Dívidas Ocultas: Ângela Leão entra em cena amanhã na B.O

Depois de proporcionar momentos de humor, glamour e muita descontracção, a esposa do ex-director do SISE, Ângela Buque Leão, vai esta quinta-feira à B.O para responder às perguntas do Advogado da causa Efigénio Baptista, do Ministério Público(MP) encabeçado pela Magistrada Ana Sheila Marrengula, pela OAM que representa o assistente do Ministério Público e pela defesa entre eles o advogado da ré.

Ângela Leão tentou mostrar sua reverência ao passear sua classe na B.O nesta terça-feira calçando Salto Alto, a famosa laranjinha e para apimentar trazia um sobretudo de cor branca, o que mereceu aplausos e conseguiu arrancar o sorriso dos internautas que até dizem: “Está claro, que aquela roupa é bem Nice, Quando bem aproveitada”.

É que não é para menos, vendo as fotos bem tiradas Ângela Leão estava mais para uma modelo do que uma prisioneira e que está prestes a sentar diante de um juiz para interrogatório num crime escandaloso que até agora conhece os subornados e os distribuídos por dinheiro do Erário.

Angela dinis Buque leao
Angela dinis Buque leao

A esposa do ex-directo da secreta moçambicana é acusada neste processo 18/2019-C, de ser autora moral e material dos crimes de: associação para delinquir, 2 crimes de falsificação de outros documentos e branqueamento de capitais.

ÂNGELA Buque Leão, esposa de Gregório Leão, ex-director-geral do Serviço de Informação e Segurança do Estado (SISE), foi detida na manhã do dia 7 de Março de 2019 por ordens do Ministério Público, indiciada de ser uma das pessoas que beneficiou de valores provenientes das dívidas ocultas.
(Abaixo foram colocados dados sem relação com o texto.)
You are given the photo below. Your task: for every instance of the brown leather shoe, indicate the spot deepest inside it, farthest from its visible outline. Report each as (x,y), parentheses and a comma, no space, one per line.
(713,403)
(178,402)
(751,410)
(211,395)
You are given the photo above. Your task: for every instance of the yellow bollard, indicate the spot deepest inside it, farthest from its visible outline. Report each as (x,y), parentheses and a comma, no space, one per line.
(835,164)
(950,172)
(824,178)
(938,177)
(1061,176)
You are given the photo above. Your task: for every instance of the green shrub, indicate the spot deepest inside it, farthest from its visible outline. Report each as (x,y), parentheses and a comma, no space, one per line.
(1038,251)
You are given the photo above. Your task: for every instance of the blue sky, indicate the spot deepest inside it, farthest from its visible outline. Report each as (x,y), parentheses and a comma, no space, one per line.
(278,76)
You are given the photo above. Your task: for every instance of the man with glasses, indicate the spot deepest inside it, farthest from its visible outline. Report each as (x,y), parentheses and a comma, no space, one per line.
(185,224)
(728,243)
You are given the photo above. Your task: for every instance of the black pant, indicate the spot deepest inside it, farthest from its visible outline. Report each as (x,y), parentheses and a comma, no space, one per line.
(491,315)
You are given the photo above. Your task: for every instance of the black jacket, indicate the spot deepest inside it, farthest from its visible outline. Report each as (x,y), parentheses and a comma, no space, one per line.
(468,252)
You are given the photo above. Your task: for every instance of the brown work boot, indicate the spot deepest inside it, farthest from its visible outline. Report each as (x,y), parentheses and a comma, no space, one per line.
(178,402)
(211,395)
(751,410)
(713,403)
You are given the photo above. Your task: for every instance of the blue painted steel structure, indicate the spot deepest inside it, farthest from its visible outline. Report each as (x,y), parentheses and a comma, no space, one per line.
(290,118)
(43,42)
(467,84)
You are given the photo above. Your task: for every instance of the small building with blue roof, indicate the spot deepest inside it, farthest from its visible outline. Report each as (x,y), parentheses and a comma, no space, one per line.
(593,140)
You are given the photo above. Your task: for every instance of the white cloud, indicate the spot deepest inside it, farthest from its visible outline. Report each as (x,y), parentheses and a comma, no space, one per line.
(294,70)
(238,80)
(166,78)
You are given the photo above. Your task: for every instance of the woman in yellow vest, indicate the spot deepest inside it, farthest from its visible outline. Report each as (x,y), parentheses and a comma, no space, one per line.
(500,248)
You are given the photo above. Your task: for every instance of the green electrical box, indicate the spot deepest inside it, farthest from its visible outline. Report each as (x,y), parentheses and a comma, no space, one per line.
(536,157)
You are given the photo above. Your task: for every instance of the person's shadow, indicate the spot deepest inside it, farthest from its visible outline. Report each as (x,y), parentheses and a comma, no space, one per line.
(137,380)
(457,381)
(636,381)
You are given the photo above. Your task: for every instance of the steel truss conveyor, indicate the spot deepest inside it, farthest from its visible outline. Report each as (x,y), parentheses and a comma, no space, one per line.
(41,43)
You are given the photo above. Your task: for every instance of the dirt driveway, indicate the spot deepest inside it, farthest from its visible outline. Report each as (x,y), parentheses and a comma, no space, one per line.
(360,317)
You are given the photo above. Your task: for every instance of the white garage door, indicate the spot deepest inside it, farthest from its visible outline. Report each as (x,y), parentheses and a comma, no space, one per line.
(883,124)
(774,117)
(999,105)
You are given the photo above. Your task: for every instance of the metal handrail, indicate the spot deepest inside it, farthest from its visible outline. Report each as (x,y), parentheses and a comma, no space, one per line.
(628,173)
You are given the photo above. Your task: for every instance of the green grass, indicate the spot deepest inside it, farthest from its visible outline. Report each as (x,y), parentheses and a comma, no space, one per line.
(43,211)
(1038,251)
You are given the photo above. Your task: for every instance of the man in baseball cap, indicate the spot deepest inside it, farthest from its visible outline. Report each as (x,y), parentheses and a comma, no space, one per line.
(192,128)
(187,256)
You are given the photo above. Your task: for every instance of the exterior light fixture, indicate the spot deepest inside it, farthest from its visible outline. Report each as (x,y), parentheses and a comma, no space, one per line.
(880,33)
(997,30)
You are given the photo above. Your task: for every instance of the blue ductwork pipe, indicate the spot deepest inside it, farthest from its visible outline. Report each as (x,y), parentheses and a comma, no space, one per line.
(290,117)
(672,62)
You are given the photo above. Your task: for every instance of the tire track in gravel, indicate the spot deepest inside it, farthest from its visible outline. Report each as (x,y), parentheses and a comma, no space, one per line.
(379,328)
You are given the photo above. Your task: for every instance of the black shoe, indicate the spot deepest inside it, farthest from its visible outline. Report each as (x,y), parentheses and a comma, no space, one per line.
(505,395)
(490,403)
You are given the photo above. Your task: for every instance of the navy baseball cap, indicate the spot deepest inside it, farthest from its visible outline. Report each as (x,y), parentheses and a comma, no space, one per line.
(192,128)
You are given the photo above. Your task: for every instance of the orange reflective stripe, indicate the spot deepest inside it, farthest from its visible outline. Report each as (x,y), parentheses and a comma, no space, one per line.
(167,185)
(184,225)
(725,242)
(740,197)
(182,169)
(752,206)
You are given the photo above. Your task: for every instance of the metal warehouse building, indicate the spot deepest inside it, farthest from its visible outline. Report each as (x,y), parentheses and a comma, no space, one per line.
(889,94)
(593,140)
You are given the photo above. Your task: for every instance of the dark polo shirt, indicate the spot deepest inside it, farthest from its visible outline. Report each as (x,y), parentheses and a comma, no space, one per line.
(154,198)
A ré recolheu após o esposo ter sido detido, indiciado nos mesmos factos processuais. Na altura da sua prisão, o MP indicou que Ângela Leão, terá recebido dinheiro do esquema das dívidas ocultas através de transferências e pagamentos feitos a partir da conta da empresa do co-réu Fabião Salvador Mabunda, este já ouvido nesta terça-feira, na sequência do mesmo processo.

Fabião Mabunda é um empresário da área de construção civil descrito pela PGR como tendo cedido a conta bancária da sua empresa para o casal Ângela e Gregório Leão receberem dinheiro proveniente das dívidas ocultas.